The original indigenous natives were the Caxcan, Chichimeca and Huichol people.

History
Jalpa was founded in 1532 by Spanish explorers in search of gold and silver. Jalpa was spelled "Xalpa" by its native Caxcan, Chichimeca, and Huichol people. Conquered by the Spanish, the Indian population intermixed with Spanish and other European peoples to form today's mestizos. In 1540, as part of the Mixtón War, the conquistador Diego Fernández de Proaño was expelled from Jalpa by the Caxcanes who were led by Francisco Tenamaztle and their chief Petacatl. They were ultimately defeated and the first church was built in Jalpa in 1542.

Population 
The population is between ten and twelve thousand with most living within the town and surrounding communities. The population continues to grow since Jalpa is a significant transportation hub between the cities of Guadalajara, Aguascalientes, and Zacatecas. A large percentage of the population is older than 50 years; and there are significantly more females than males in the younger age bracket; the overall female to male ratio is about 60% to 40%.  This disproportion is because more males migrate to the United States, where as females usually stay.

Economy
The Leonera Mine operated in Jalpa and was the first site where the mineral jalpaite, a rare copper-silver-sulfide mineral, was discovered in 1858.

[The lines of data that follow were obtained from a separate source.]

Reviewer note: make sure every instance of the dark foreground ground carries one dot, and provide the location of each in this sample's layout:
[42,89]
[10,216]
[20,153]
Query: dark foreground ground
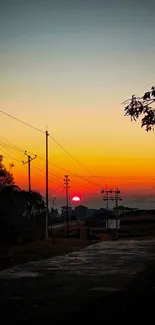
[104,282]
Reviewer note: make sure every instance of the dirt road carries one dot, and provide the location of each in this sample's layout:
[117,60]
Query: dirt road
[107,278]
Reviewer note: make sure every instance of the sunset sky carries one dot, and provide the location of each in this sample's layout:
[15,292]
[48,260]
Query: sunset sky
[68,65]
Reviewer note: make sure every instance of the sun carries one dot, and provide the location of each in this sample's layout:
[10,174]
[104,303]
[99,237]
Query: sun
[76,199]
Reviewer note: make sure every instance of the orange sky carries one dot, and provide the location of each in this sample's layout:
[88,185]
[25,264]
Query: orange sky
[68,70]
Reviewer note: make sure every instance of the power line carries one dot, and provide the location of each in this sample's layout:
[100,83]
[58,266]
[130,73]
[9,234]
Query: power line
[75,159]
[21,121]
[40,157]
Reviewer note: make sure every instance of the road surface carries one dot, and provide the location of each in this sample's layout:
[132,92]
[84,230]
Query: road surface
[80,284]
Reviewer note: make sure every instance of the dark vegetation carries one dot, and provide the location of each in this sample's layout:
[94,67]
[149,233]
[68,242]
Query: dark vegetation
[22,213]
[142,107]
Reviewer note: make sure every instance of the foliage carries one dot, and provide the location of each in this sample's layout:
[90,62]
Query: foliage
[138,106]
[22,214]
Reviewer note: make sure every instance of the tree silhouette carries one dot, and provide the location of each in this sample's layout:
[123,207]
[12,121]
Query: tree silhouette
[142,106]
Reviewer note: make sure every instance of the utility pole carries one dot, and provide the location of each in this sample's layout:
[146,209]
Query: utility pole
[115,198]
[29,168]
[53,204]
[47,210]
[67,180]
[107,199]
[29,176]
[11,165]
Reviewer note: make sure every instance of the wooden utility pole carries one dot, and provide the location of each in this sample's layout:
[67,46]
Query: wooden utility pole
[67,180]
[29,177]
[47,210]
[29,168]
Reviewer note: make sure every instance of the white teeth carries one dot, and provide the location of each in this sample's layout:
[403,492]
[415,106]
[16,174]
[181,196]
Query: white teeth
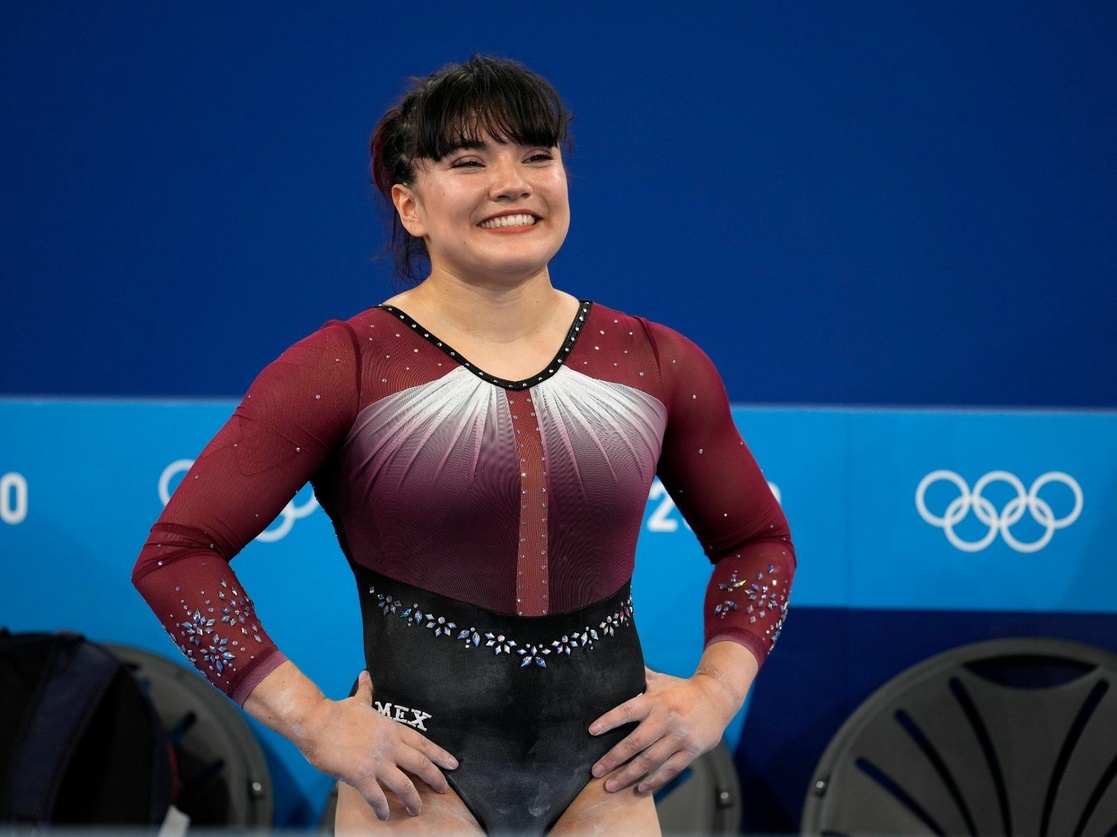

Much of the growth in Jalpa is fed by remittances in US dollars from former residents who have emigrated to the United States. Almost every family has at least one member, usually male, residing in the US. Most family members receive money from those living in the United States. There are no known factories in this town that export goods. Farming activity has also been decreasing due to water table shortage in the region's aquifer. Most of Zacatecas lies within two high sierras, hence its dry climate and poor rain seasons. Many traditional plantations/farms that grow guayaba and sugar cane in the 70s, 80s, and early 90s, have been now replaced with agave fields- since these plants require minimal water for growth. Other current farmed crops are: maize (corn), bean, sugar cane, alfalfa, calabaza (pumpkin), and wild cactus (nopales) which gives a fruit called tuna (prickly pear in English).